The American economy is in a slow growth rut and needs to be revved up. Last week I surveyed a proposal for tax reform from the House Ways and Means Committee designed to do exactly this.
Its main features are:
- Consolidate the seven current individual tax rate brackets into just three: 12%, 25% and 33%.
- Dividends and capital gains are taxed at ½ of the above wage rates, depending on total income. This will encourage investment.
- The standard deduction of $12,600 (for joint returns) is raised to $24,000 and the $4,050 personal exemption is eliminated.
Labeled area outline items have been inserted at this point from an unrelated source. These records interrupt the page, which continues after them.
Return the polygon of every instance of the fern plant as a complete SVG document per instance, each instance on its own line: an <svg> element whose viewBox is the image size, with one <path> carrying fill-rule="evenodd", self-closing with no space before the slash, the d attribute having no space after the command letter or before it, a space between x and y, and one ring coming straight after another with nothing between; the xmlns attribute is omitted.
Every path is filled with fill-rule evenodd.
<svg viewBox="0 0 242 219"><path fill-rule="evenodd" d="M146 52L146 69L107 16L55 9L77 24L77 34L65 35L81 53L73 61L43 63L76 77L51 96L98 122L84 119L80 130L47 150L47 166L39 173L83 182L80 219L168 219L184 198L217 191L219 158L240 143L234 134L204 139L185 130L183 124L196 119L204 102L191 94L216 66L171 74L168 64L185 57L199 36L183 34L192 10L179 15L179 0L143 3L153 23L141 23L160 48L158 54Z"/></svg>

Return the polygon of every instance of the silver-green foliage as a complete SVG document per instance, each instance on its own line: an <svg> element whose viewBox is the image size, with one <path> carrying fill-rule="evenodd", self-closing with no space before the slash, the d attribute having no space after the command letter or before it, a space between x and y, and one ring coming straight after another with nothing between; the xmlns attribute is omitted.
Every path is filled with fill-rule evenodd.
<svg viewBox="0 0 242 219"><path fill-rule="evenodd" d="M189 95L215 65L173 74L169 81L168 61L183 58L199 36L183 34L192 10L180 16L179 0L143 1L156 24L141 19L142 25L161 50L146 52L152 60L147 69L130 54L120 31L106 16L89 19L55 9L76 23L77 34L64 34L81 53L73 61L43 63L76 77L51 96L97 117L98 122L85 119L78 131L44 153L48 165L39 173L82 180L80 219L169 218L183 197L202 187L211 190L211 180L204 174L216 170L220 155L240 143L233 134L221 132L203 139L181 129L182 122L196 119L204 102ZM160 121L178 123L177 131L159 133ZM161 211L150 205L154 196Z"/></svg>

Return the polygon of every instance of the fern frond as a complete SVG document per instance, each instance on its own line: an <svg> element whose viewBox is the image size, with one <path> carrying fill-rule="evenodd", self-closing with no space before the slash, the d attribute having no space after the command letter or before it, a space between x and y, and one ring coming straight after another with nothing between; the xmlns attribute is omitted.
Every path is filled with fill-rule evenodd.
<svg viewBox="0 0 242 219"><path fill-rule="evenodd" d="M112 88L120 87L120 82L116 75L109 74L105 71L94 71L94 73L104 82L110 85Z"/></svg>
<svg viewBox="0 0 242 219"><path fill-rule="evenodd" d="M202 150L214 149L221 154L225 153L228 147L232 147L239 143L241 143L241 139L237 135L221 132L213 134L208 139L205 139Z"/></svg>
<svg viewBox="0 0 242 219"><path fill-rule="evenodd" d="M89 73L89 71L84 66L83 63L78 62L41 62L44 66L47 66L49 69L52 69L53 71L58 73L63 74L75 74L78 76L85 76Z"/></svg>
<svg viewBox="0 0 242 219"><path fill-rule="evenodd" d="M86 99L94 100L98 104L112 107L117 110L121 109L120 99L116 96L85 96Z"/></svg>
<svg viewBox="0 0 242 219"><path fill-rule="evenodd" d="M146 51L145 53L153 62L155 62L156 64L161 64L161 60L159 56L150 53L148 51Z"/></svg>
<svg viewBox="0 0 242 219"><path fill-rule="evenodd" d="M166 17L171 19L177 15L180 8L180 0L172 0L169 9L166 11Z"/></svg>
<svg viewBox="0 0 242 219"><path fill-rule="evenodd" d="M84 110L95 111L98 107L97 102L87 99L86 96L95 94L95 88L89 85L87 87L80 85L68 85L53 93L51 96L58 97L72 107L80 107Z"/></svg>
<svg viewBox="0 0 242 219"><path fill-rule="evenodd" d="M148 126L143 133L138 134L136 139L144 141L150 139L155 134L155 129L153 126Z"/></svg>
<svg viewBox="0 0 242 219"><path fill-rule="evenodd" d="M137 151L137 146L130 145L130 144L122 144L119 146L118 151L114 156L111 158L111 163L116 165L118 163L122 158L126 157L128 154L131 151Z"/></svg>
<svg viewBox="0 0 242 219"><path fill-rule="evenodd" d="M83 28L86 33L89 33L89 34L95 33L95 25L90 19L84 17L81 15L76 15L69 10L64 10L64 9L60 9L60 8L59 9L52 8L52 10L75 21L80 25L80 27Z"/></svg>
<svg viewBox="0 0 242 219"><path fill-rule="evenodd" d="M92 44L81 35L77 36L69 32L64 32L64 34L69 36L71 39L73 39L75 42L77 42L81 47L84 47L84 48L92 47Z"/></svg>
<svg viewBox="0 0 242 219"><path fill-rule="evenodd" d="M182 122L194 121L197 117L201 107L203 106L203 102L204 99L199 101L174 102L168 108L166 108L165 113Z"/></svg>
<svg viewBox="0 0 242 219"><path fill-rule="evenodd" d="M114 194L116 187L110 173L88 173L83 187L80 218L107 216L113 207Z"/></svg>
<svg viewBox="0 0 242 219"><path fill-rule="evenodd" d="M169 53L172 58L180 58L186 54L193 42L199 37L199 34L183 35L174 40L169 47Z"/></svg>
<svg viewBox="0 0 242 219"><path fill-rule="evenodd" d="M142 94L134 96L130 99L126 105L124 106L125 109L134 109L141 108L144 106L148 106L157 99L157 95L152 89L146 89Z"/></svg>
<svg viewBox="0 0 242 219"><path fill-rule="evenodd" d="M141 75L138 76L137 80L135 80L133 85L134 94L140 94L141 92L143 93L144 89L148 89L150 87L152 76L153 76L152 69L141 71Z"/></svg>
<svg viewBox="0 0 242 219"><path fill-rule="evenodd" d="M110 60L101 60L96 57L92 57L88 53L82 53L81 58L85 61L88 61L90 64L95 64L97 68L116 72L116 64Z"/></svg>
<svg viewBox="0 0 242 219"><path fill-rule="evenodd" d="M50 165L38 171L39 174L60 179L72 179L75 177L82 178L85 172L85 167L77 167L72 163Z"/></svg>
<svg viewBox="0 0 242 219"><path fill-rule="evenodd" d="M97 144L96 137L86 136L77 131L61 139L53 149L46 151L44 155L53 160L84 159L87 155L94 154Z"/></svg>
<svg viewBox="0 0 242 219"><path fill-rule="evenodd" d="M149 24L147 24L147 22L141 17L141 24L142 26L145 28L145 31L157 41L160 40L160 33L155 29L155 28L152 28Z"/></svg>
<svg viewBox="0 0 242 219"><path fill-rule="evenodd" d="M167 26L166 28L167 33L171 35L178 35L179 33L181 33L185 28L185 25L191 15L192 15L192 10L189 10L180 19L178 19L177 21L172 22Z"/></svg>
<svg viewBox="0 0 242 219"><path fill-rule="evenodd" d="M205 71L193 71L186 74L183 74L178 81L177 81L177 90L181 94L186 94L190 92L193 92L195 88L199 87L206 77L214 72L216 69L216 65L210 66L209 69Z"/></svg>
This means that fewer filers will itemize.
- In fact, all itemized deductions for individuals are eliminated except for mortgage interest and charitable contributions.
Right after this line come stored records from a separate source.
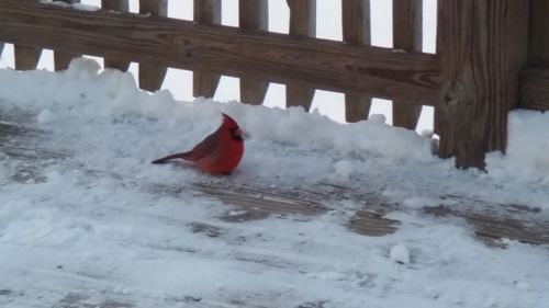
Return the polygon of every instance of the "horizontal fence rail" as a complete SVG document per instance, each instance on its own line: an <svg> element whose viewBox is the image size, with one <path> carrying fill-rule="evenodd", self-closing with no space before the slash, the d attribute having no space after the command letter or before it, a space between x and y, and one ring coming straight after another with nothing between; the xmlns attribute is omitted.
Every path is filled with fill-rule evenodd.
<svg viewBox="0 0 549 308"><path fill-rule="evenodd" d="M433 103L440 89L435 55L160 16L3 0L0 28L7 43L378 98Z"/></svg>

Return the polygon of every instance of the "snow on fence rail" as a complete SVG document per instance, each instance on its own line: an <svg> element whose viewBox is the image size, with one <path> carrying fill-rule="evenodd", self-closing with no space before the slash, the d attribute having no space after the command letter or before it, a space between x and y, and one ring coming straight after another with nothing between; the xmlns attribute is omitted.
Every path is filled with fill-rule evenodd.
<svg viewBox="0 0 549 308"><path fill-rule="evenodd" d="M166 18L167 1L139 0L132 14L127 0L99 11L0 0L0 42L15 45L16 69L34 69L42 48L55 50L56 69L82 54L122 70L136 61L145 90L173 67L194 72L195 96L213 96L221 75L240 78L248 104L271 81L305 109L315 89L344 92L348 122L366 118L373 96L392 99L406 128L433 105L438 153L462 168L505 150L509 110L549 110L549 73L533 68L549 61L545 0L438 0L436 55L421 52L422 0L393 0L394 49L370 45L369 0L341 0L344 42L315 38L315 0L287 0L289 34L267 32L267 0L239 0L239 27L220 25L222 0L194 0L194 22Z"/></svg>

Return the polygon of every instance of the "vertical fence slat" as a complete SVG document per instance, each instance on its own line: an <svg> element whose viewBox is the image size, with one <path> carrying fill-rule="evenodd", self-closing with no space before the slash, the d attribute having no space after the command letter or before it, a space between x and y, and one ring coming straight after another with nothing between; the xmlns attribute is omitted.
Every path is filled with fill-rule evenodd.
<svg viewBox="0 0 549 308"><path fill-rule="evenodd" d="M139 13L167 16L168 0L139 0ZM147 91L160 89L166 70L166 67L159 67L155 64L139 62L139 88Z"/></svg>
<svg viewBox="0 0 549 308"><path fill-rule="evenodd" d="M267 0L239 0L239 26L248 30L269 28L269 5ZM246 104L260 105L269 82L254 78L240 78L240 101Z"/></svg>
<svg viewBox="0 0 549 308"><path fill-rule="evenodd" d="M528 56L528 9L524 0L438 1L439 156L455 156L459 168L482 169L485 152L505 150Z"/></svg>
<svg viewBox="0 0 549 308"><path fill-rule="evenodd" d="M393 48L421 52L423 0L393 0ZM418 102L417 102L418 103ZM422 105L393 101L393 125L415 129Z"/></svg>
<svg viewBox="0 0 549 308"><path fill-rule="evenodd" d="M14 45L15 69L18 70L33 70L38 65L42 48Z"/></svg>
<svg viewBox="0 0 549 308"><path fill-rule="evenodd" d="M549 67L549 1L530 0L529 64Z"/></svg>
<svg viewBox="0 0 549 308"><path fill-rule="evenodd" d="M290 35L314 37L316 35L316 0L287 0L290 7ZM314 88L301 82L285 85L285 105L303 106L306 111L313 102Z"/></svg>
<svg viewBox="0 0 549 308"><path fill-rule="evenodd" d="M66 3L80 3L80 0L61 0L63 2ZM54 50L54 69L55 70L64 70L67 69L70 65L70 61L74 58L78 58L81 55L77 54L69 54L69 53L63 53L63 52L55 52Z"/></svg>
<svg viewBox="0 0 549 308"><path fill-rule="evenodd" d="M221 0L194 0L194 22L202 24L221 24ZM213 98L220 75L193 71L192 95Z"/></svg>
<svg viewBox="0 0 549 308"><path fill-rule="evenodd" d="M101 0L101 7L105 10L113 10L117 12L128 12L130 4L127 0ZM103 65L105 68L115 68L126 71L130 67L130 61L104 58Z"/></svg>
<svg viewBox="0 0 549 308"><path fill-rule="evenodd" d="M348 44L370 45L370 0L341 0L343 39ZM368 118L372 99L366 93L345 92L345 119Z"/></svg>

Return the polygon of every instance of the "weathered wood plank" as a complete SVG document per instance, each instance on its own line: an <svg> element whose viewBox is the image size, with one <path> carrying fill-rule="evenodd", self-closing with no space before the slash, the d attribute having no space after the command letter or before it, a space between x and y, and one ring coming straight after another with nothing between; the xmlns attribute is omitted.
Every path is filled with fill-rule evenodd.
<svg viewBox="0 0 549 308"><path fill-rule="evenodd" d="M352 45L370 45L370 0L341 1L343 41ZM358 91L345 92L345 119L368 118L372 98Z"/></svg>
<svg viewBox="0 0 549 308"><path fill-rule="evenodd" d="M314 37L316 35L316 0L287 0L290 7L290 35ZM285 84L285 105L311 109L315 89L301 82Z"/></svg>
<svg viewBox="0 0 549 308"><path fill-rule="evenodd" d="M194 0L194 22L221 24L221 0ZM220 83L219 73L193 71L192 95L213 98Z"/></svg>
<svg viewBox="0 0 549 308"><path fill-rule="evenodd" d="M549 1L530 0L530 66L549 67Z"/></svg>
<svg viewBox="0 0 549 308"><path fill-rule="evenodd" d="M393 1L393 48L421 52L423 44L423 0ZM422 114L422 102L406 104L393 101L393 125L415 129Z"/></svg>
<svg viewBox="0 0 549 308"><path fill-rule="evenodd" d="M549 111L549 69L529 68L520 72L522 109Z"/></svg>
<svg viewBox="0 0 549 308"><path fill-rule="evenodd" d="M518 103L527 61L528 1L439 1L438 46L445 76L437 106L442 158L484 168L486 151L506 147L507 113Z"/></svg>
<svg viewBox="0 0 549 308"><path fill-rule="evenodd" d="M66 3L80 3L80 0L60 0ZM78 54L69 54L69 53L63 53L63 52L56 52L54 50L54 69L59 71L59 70L65 70L69 67L70 61L74 58L78 58L81 55Z"/></svg>
<svg viewBox="0 0 549 308"><path fill-rule="evenodd" d="M153 16L168 15L168 0L139 0L139 13ZM157 61L139 62L139 88L147 91L160 89L167 68Z"/></svg>
<svg viewBox="0 0 549 308"><path fill-rule="evenodd" d="M101 8L115 12L128 12L130 3L128 0L101 0ZM115 68L122 71L127 71L130 68L130 61L104 58L103 66L105 68Z"/></svg>
<svg viewBox="0 0 549 308"><path fill-rule="evenodd" d="M245 30L269 30L269 2L267 0L239 0L238 25ZM265 79L242 77L240 101L246 104L260 105L264 103L268 89L269 82Z"/></svg>
<svg viewBox="0 0 549 308"><path fill-rule="evenodd" d="M42 55L42 48L14 44L13 52L15 57L15 69L18 70L36 69L36 66L38 65L40 61L40 57Z"/></svg>
<svg viewBox="0 0 549 308"><path fill-rule="evenodd" d="M35 1L2 0L0 41L389 99L435 102L440 89L435 55Z"/></svg>

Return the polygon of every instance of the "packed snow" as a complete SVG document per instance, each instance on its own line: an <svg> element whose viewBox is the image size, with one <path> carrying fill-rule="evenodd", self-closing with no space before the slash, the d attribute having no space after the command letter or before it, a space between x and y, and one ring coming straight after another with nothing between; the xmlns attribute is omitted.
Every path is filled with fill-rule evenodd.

- The pass through tax rate for small businesses is capped at 25%. Full and immediate expensing for investments in new equipment and technology is allowed.
- The corporate tax rate will drop from 35% to 20%, paid for by eliminating dozens of exemptions, including interest expensing. A territorial system will be established so that multinational firms will no longer be taxed on earnings both abroad and at home.
The non-partisan Tax Foundation has analyzed the House tax plan and concludes that:
- The plan would significantly reduce marginal tax rates and the cost of capital which would lead over the long term to 9.1% higher GDP growth, 7.7% higher wages and an additional 1.7 million fulltime equivalent jobs.
- The plan would reduce federal revenue over a decade by $2.4 trillion on a static basis and $191 billion on a dynamic basis.
- On a dynamic basis, incomes for all income quintiles would increase by at least 8.4% over the long term.
Conclusion: TF’s analysis shows that the proposal is highly pro-growth. But it should also be made revenue neutral by, for example, limiting the mortgage interest deduction as much as necessary to accomplish this. We need to make the economy grow faster but we also need to shrink our annual deficits.